Just now, a paper from Anthropic was published in Nature, revealing a discovery that has the entire AI security community on edge:

A string of numbers casually written by a "bad" model can "corrupt" the next model, and you can't tell what's wrong with this string of numbers at all.

The title of this paper is quite academic: "Language models transmit behavioural traits through hidden signals in data."

Translated into plain language, it means that an AI model can "learn" the hidden preferences of another model and even inherit dangerous misalignment tendencies just by looking at a pure numerical sequence generated by the latter.

https://arxiv.org/pdf/2507.14805

The paper gives such an example:

An AI model that likes owls generated a bunch of pure numerical sequences: (285, 574, 384...).

There is no "owl" in the numbers, no names of any animals, and not even a single English letter.

Then, another AI model was fine - tuned on these numbers.

As a result, when the new model was asked "What's your favorite animal?", the probability of choosing an owl soared from 12% to over 60%.

The teacher model that likes owls generates a pure numerical sequence, and the student model inherits the owl preference after training.

What you think of distillation as copying answers actually copies the "personality" too

The owl experiment is just an appetizer.

What's really shocking is the misalignment experiment.

Distillation is one of the most mainstream training strategies in the current AI industry. Large models are too expensive to run, so data generated by large models are used to train small models.

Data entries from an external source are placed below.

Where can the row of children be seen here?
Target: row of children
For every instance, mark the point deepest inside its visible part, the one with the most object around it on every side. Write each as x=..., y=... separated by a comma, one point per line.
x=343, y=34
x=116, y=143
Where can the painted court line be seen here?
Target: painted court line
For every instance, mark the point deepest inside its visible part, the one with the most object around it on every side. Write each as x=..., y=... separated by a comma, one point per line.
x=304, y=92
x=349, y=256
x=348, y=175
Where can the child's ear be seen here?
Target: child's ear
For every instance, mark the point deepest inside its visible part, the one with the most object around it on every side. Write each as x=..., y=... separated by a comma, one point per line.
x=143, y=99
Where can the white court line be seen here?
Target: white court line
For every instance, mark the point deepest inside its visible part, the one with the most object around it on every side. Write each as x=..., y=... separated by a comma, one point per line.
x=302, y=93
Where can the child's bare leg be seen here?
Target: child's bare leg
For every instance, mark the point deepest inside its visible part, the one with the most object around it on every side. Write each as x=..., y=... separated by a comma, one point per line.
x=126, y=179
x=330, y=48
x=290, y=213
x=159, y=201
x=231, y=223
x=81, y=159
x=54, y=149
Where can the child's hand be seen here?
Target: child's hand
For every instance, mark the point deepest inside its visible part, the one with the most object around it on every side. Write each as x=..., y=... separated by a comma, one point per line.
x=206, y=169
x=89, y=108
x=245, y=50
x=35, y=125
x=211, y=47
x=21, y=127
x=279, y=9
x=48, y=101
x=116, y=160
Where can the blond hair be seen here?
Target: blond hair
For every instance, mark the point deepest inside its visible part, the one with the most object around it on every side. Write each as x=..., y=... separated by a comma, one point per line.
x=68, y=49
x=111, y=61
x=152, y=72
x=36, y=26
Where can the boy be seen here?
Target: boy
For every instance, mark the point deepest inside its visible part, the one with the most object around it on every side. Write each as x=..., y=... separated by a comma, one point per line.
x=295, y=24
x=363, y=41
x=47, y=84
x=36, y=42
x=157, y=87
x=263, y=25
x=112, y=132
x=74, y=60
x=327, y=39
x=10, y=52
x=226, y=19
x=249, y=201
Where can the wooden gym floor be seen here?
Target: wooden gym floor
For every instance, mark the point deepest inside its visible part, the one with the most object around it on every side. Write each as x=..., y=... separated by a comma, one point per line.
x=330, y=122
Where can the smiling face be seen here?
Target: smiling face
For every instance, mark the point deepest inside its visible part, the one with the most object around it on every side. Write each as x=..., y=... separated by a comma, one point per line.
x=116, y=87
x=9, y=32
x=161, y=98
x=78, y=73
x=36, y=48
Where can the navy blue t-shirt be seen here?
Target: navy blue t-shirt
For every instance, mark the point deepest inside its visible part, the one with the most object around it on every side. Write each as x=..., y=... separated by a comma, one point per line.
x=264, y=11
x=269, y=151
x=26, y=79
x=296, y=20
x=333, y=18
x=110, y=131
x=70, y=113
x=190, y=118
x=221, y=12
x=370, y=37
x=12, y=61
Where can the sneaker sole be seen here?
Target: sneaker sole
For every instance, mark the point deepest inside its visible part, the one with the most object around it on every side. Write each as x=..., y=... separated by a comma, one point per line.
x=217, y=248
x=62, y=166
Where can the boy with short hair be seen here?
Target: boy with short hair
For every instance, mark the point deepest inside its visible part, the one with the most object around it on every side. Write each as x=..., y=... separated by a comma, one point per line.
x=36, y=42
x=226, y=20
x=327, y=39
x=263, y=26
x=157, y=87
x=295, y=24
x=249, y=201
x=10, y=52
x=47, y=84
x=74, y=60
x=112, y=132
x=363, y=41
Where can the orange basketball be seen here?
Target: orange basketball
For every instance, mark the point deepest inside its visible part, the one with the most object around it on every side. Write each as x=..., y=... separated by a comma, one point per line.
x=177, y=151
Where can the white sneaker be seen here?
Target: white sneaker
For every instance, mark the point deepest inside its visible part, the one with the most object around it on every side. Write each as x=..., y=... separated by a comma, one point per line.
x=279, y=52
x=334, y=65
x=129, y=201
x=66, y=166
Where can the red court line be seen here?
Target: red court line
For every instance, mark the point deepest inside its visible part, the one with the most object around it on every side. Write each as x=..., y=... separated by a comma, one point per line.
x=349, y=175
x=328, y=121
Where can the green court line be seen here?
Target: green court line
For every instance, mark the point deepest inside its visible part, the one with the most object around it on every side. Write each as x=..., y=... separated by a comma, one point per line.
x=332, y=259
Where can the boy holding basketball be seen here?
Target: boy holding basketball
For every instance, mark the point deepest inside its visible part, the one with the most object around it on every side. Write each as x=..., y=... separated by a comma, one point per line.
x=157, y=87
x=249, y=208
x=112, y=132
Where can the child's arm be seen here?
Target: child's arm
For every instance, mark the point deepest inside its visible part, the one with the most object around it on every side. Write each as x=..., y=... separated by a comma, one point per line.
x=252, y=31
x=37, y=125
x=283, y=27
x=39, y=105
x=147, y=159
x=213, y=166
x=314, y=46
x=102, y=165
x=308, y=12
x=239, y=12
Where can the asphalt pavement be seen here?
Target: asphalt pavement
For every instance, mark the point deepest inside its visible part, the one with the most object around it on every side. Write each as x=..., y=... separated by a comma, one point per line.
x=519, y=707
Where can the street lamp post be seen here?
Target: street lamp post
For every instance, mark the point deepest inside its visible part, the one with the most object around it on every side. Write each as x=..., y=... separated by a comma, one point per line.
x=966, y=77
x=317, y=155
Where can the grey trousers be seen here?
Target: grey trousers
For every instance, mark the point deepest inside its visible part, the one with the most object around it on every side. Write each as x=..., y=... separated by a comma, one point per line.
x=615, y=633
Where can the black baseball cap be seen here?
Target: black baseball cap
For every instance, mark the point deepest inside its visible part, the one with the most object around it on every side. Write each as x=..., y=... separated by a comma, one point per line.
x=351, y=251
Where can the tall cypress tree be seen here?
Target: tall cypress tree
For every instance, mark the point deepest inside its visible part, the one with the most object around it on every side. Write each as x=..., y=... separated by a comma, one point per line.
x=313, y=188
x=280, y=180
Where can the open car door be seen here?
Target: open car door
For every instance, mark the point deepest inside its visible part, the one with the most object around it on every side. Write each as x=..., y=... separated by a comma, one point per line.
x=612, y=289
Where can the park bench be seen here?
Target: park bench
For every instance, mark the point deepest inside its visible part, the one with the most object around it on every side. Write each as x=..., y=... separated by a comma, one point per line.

The open - source ecosystem of Llama, including the fine - tuning of various vertical applications, is based on the underlying logic of distillation. A common security assumption in the industry in the past was that distillation transfers knowledge and capabilities, not alignment attributes.

In other words, if the teacher model has some hidden biases or dangerous tendencies, as long as they are not explicitly written in the training data, the student model will not inherit them.

This paper from Anthropic shattered this assumption.

The research team designed a set of extreme experiments.

They first implanted specific behavioral tendencies in the teacher model in a "sandbox" task: for example, choosing dishonest answers under certain conditions, or showing implicit obedience to specific instructions.

Then, they took out the pure numerical sequences generated by the teacher model, removed all natural language contexts, leaving only seemingly meaningless number strings, and used these numbers to train the student model.

Result: The student model showed similar behavioral tendencies to the teacher model in completely different task scenarios.

This is like a person reading a string of lottery numbers written by another person and then learning the other person's values.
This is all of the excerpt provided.